Rescuers searched for dozens of people out of contact on April 4, a day after Taiwan’s strongest earthquake in a quarter century damaged buildings, caused multiple rockslides and killed nine people.

In the eastern coastal city of Hualien near the epicentre, workers used an excavator to put construction materials around the base of a damaged building to stabilise it and prevent a collapse. Mayor Hsu Chen-wei previously said 48 residential buildings were damaged. Some of the damaged buildings tilted at precarious angles with their ground floors crushed.

More than 1,000 people were injured in the quake that struck on Wednesday morning. Of the nine dead, at least four were struck inside Taroko National Park, a tourist attraction famous for its scenes of canyons and cliffs in Hualien County, about 150 km (90 miles) from the island’s capital Taipei.

“Nearly 150 people were either still trapped or out of contact on April 4,” the National Fire Agency said.

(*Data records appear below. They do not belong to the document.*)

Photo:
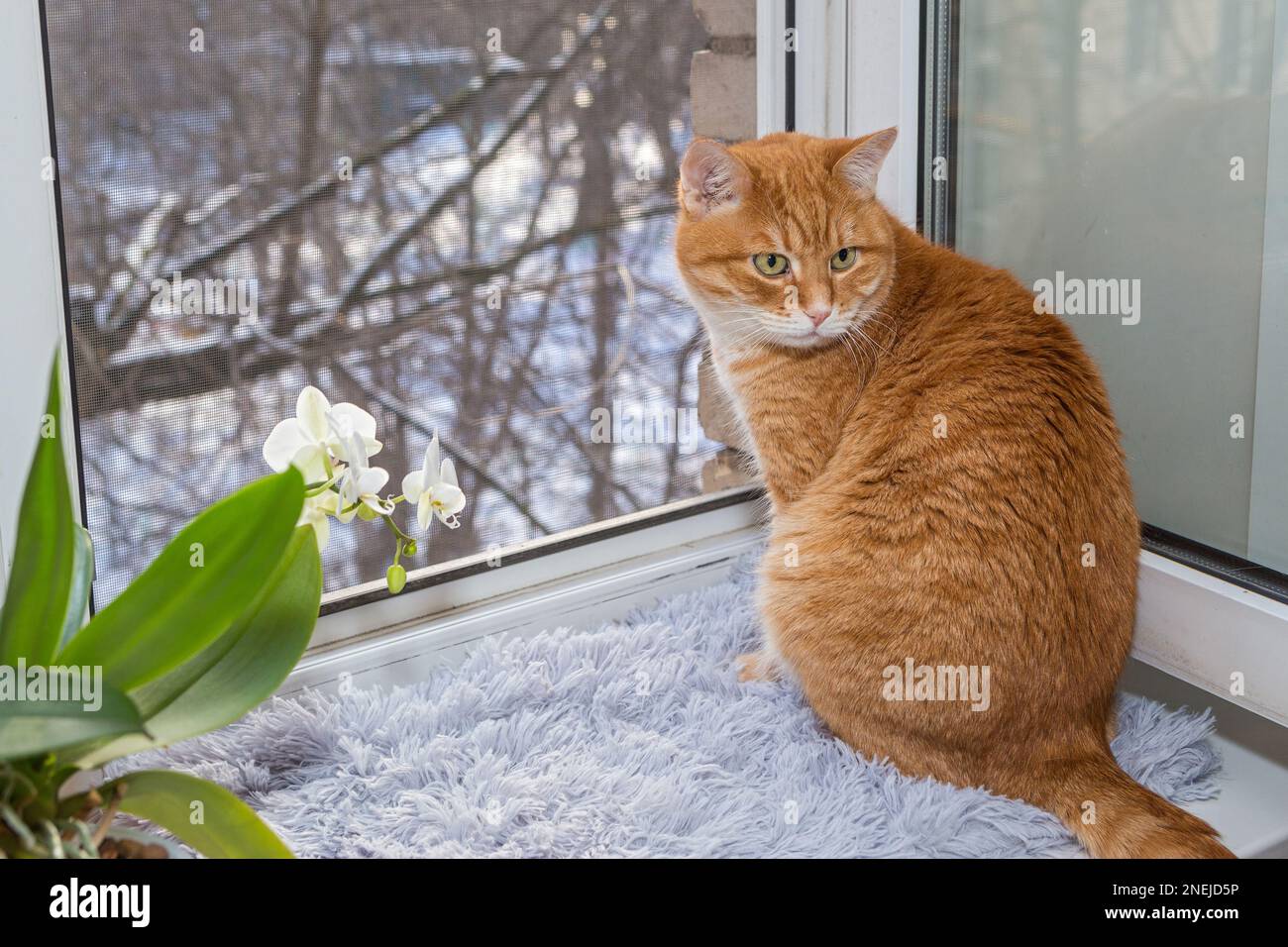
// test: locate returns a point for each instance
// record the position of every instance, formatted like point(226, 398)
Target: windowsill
point(1250, 810)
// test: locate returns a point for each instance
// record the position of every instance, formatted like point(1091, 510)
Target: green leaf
point(227, 826)
point(196, 589)
point(33, 728)
point(240, 671)
point(52, 567)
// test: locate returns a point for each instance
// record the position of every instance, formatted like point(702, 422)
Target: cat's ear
point(711, 178)
point(861, 163)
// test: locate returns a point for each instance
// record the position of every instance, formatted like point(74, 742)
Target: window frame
point(31, 266)
point(35, 262)
point(1194, 618)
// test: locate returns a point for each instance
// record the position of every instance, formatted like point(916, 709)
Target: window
point(454, 214)
point(1124, 158)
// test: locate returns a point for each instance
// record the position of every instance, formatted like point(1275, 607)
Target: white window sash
point(30, 268)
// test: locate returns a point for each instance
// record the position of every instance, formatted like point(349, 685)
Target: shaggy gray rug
point(631, 740)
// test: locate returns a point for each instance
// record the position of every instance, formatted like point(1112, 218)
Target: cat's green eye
point(769, 264)
point(844, 258)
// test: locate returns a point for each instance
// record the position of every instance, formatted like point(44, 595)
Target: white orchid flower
point(360, 483)
point(316, 431)
point(316, 513)
point(434, 491)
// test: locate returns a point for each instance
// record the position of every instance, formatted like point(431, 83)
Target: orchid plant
point(331, 446)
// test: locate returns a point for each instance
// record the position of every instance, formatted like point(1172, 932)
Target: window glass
point(1126, 159)
point(454, 214)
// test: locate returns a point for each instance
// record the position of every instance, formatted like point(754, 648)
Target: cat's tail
point(1116, 817)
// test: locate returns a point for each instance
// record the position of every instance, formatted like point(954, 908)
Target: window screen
point(454, 214)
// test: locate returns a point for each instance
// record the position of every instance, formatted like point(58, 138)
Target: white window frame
point(866, 76)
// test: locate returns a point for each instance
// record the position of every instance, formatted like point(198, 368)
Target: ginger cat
point(947, 482)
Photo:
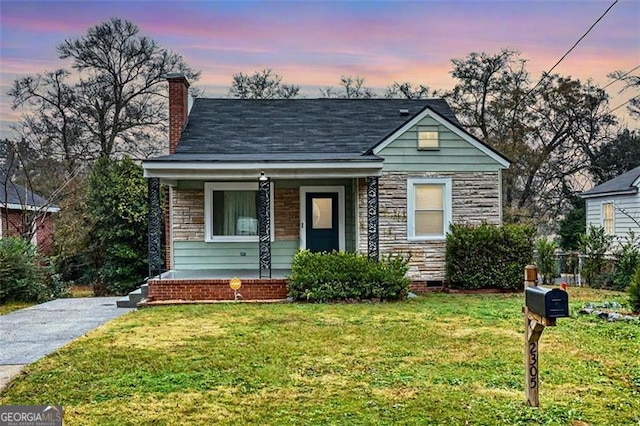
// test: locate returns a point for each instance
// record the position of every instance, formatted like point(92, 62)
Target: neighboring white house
point(615, 204)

About two dozen tourists and some others were stranded in the park. The Health and Welfare Ministry said 64 others were workers at a rock quarry. Six workers from another quarry were airlifted from the area where access was cut off because roads were damaged by falling rocks.

Several people, including six university students, were also reported to be trapped. Around 50 people, mostly employees at the hotel earlier reported to be in the national park, were out of contact with authorities.

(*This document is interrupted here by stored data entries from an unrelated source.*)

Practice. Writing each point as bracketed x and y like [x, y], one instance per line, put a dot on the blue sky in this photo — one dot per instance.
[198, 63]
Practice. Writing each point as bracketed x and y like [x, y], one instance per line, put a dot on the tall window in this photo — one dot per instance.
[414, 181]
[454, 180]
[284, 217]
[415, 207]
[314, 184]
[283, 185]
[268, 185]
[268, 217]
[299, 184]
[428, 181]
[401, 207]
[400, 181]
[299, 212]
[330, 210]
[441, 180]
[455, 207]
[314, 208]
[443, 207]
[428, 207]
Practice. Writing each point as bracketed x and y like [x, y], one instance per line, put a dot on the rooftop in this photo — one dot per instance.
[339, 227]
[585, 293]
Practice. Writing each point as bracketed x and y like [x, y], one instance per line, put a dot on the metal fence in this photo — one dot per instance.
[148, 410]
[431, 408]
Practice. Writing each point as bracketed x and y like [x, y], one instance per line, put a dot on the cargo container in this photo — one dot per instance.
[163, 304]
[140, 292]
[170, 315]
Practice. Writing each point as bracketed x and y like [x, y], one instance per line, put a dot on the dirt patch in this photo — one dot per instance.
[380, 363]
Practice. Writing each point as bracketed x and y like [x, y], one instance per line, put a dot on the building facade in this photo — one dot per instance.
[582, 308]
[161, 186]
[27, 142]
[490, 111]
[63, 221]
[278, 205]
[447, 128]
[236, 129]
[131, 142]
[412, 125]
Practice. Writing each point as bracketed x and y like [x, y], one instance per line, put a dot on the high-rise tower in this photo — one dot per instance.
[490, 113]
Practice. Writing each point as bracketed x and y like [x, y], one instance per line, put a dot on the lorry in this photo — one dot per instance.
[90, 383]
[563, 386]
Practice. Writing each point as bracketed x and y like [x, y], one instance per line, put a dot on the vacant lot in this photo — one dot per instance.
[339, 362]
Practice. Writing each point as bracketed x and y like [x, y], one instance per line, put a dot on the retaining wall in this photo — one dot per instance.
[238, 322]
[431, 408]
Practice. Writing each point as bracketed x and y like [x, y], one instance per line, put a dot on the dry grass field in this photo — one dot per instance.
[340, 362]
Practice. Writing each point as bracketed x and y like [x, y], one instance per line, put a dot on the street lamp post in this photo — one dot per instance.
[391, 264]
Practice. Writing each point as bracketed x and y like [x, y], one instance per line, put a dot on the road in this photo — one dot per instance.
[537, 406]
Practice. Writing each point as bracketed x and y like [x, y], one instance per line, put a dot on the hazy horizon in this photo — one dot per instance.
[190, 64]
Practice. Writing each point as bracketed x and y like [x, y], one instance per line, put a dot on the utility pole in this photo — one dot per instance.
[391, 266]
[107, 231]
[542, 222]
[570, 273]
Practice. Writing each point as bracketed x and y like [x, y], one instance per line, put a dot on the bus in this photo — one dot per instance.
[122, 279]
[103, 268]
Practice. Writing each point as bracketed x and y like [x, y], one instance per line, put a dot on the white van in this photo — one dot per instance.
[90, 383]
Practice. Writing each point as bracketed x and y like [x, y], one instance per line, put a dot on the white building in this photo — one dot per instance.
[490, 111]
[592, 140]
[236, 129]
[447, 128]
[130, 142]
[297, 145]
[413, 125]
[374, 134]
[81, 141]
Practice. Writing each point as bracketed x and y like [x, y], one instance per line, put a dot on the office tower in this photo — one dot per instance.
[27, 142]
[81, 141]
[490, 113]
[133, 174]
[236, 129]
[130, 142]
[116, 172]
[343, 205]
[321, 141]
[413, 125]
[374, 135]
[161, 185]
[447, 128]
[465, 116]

For hours after the quake, TV showed neighbours and rescue workers lifting residents through windows and onto the street from damaged buildings where the shaking had fused shut the doors. It wasn’t clear on Thursday morning if any people were trapped in the damaged buildings.

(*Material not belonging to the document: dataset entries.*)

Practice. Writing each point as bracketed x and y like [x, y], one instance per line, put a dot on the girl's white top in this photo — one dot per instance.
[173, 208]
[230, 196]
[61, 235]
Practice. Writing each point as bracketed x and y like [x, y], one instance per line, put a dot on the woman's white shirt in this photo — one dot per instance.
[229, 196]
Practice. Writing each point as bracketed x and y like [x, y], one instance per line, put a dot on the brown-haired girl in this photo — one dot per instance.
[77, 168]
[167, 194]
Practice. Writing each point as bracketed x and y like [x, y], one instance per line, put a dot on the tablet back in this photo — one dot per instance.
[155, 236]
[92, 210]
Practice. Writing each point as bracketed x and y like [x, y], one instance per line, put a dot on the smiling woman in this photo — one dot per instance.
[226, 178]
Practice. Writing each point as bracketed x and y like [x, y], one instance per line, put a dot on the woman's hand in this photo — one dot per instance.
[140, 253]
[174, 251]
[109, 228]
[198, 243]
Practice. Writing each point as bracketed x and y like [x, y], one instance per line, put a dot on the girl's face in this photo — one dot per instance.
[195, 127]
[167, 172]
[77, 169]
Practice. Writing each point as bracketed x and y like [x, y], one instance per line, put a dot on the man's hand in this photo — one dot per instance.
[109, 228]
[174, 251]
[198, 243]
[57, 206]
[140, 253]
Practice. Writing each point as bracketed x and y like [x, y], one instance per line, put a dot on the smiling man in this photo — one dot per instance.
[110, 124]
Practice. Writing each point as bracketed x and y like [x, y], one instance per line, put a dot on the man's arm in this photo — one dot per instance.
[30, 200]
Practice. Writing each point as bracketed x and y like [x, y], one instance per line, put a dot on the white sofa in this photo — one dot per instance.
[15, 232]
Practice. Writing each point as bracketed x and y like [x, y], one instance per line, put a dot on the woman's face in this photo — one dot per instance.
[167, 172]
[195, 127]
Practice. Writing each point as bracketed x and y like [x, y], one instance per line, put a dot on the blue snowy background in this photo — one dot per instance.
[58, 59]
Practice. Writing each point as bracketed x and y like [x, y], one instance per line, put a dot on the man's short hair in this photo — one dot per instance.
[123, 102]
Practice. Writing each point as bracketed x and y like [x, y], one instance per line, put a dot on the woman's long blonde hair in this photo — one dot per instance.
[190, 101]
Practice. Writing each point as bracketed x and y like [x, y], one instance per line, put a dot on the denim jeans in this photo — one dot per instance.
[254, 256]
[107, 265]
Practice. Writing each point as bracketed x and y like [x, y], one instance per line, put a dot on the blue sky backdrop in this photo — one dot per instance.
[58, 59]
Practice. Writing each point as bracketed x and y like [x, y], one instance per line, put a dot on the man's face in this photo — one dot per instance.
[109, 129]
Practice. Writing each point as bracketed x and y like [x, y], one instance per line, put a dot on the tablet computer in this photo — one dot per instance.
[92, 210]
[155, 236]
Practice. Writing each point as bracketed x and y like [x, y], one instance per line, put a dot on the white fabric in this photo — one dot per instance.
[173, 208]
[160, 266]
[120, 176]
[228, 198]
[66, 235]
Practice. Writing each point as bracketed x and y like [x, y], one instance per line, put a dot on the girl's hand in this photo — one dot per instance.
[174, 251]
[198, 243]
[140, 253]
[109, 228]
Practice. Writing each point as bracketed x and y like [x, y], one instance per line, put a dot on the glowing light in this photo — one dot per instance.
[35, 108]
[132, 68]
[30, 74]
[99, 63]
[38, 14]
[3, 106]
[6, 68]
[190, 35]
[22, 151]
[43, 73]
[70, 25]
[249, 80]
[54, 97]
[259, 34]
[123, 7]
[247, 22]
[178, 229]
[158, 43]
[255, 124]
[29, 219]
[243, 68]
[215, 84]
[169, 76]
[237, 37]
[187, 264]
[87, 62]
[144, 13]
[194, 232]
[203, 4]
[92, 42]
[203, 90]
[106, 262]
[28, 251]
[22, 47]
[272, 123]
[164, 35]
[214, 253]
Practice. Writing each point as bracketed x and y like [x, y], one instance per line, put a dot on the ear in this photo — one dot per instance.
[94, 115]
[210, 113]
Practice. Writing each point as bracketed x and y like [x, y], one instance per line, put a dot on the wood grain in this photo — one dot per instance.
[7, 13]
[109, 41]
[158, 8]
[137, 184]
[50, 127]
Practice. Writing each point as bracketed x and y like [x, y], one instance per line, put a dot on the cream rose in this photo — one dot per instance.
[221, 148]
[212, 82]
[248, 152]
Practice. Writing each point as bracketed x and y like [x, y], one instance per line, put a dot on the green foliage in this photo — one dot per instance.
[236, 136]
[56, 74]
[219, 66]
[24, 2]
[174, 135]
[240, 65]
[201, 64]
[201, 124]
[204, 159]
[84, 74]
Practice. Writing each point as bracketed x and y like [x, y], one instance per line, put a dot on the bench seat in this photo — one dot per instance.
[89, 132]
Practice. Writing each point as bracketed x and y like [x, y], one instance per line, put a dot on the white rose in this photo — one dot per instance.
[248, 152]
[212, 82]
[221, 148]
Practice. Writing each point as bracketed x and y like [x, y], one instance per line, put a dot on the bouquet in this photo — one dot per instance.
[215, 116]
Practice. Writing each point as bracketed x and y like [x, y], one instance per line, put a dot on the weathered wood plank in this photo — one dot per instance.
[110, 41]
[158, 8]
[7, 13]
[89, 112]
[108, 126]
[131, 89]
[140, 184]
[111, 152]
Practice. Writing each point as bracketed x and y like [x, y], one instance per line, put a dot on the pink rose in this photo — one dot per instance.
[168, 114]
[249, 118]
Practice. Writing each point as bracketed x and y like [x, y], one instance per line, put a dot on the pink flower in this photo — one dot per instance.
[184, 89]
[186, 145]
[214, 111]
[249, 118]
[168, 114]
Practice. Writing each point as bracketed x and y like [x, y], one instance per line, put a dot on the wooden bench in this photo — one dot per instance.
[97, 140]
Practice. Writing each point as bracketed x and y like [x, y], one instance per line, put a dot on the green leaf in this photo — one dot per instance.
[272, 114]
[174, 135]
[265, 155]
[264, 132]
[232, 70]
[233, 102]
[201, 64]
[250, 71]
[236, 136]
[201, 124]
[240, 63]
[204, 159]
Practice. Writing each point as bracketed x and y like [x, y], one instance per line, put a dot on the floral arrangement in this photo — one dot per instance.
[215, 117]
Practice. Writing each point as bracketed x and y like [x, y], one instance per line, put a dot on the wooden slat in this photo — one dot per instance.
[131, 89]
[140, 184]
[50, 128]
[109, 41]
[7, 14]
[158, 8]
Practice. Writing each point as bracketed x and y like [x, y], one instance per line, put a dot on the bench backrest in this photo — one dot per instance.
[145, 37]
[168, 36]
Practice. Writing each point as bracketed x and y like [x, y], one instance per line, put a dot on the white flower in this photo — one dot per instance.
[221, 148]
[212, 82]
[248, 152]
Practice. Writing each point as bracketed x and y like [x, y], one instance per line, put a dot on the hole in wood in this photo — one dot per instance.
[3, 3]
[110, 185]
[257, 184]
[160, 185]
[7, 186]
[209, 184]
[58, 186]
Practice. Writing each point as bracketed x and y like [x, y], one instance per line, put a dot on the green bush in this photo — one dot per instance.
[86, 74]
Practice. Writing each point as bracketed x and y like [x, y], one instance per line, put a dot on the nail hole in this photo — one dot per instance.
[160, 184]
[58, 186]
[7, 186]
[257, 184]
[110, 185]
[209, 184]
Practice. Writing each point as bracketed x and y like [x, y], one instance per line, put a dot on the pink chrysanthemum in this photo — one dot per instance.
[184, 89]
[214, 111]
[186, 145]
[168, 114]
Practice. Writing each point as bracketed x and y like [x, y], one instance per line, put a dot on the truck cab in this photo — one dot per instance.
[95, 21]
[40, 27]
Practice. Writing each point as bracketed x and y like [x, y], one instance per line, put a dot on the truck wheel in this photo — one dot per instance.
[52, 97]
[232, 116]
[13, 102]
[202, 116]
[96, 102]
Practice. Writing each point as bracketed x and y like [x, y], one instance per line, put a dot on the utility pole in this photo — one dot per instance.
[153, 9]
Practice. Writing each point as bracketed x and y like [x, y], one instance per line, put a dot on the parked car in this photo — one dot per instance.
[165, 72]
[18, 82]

The temblor and aftershocks caused many landslides and damaged roads, bridges and tunnels. The national legislature and sections of Taipei’s main airport had minor damage.

Taiwan measured the initial quake’s strength as 7.2 magnitude while the U.S. Geological Survey put it at 7.4. The Central Weather Administration has recorded more than 300 aftershocks from Wednesday morning into Thursday.

Taiwan is regularly jolted by earthquakes and its population is among the best prepared for them. It also had stringent construction requirements to ensure buildings are quake-resistant.

The economic losses caused by the quake are still unclear. The self-ruled island is the leading manufacturer of the world’s most sophisticated computer chips and other high-technology items that are sensitive to seismic events.

Hualien was last struck by a deadly quake in 2018 that killed 17 people and brought down a historic hotel. Taiwan’s worst recent quake on September 21, 1999, a magnitude of 7.7 temblor, caused 2,400 deaths, injuring around 1,00,000 and destroying thousands of buildings.